If a personal care assistant only wrote down 14 hours of services on their timesheet, the agency can only bill SDS for 14 hours, even if the client was approved for 22 hours.
Lack of verification: One of the most common mistakes is billing without reviewing timesheets to verify that services have been provided and hours are correct.
“An agency will bill for the max number of hours, but you look at the timesheet and see fewer hours – turns out the person was in the hospital for a few days,” Peterson said.
Agencies may be small and get overwhelmed if a minor emergency comes up, or so big or compartmentalized that the person doing the billing doesn’t know exactly what services clients are getting.
“It’s a beast,” Keilman-Cruz acknowledged. “There are a lot of moving parts.”

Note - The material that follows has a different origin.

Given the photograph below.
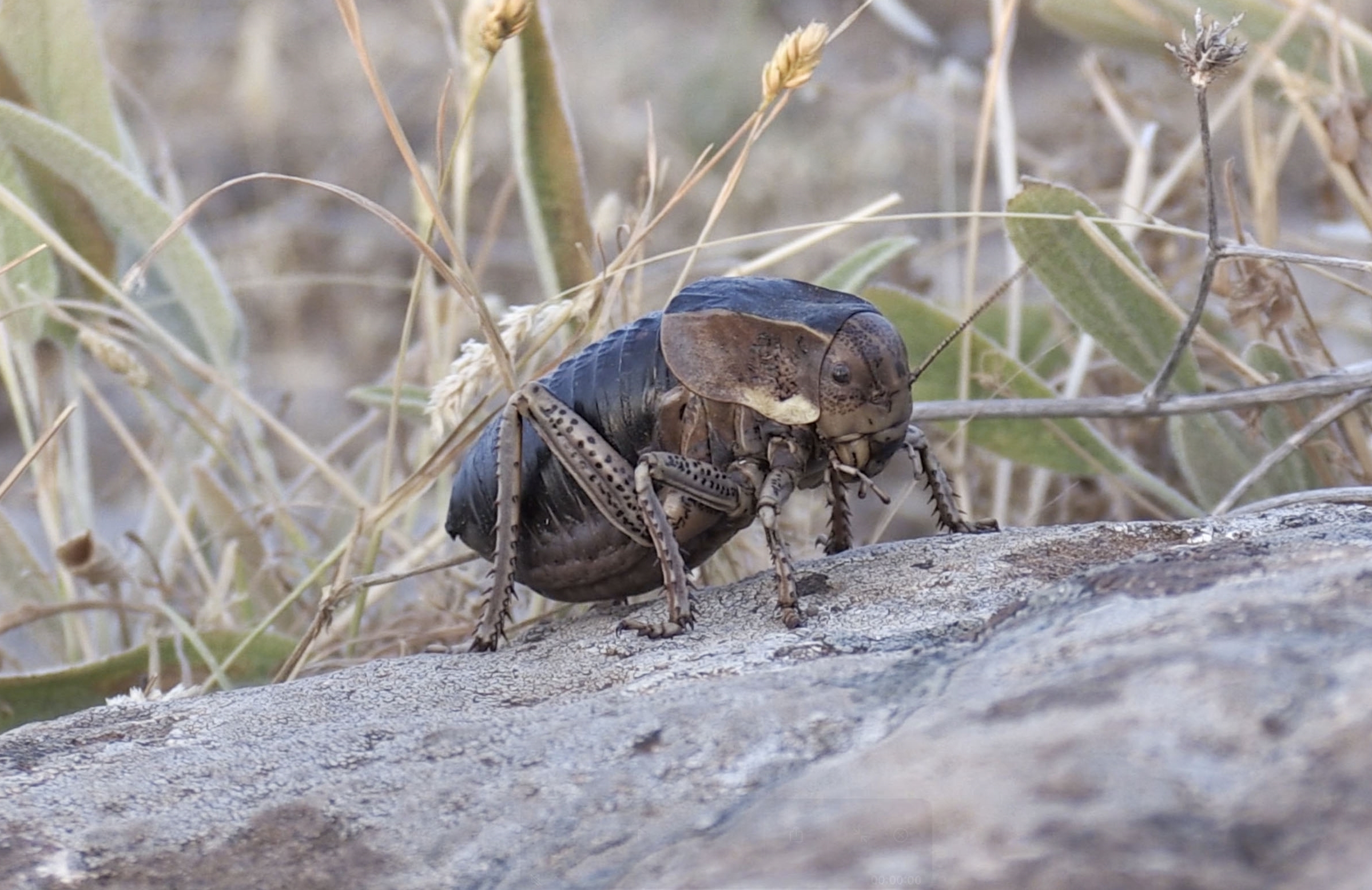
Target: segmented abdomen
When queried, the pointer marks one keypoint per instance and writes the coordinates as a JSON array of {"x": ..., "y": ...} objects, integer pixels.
[{"x": 567, "y": 549}]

The department is happy to work with agencies to help them get it right, through technical assistance and audit corrections, Keilman-Cruz said, but also expects agencies to fulfill their obligations.
“You should never be submitting a bill to us when you haven’t vetted that services actually happened,” Keilman-Cruz said. After all, a big chunk of direct-service Medicaid payments is intended to cover indirect costs, including careful administration. “That’s an expectation we’ll be coming down hard on in the future.”
Lack of employee training: Employers can avoid problems by making sure that employees follow through on basic requirements. Three common issues: Employees must maintain records with time in, time out using a.m. and p.m., date of service, signatures and service notes for every time-based billing code. They need to know never to bill for services provided out of the country. They also need to know that they can’t have someone else provide care in their place then submit hours as if they had provided the services. Any “back up” PCAs must be enrolled, hired, have a valid criminal history check in place, and submit billings using their own number.
“A little advance training can protect the provider agency from being on the hook,” Peterson said.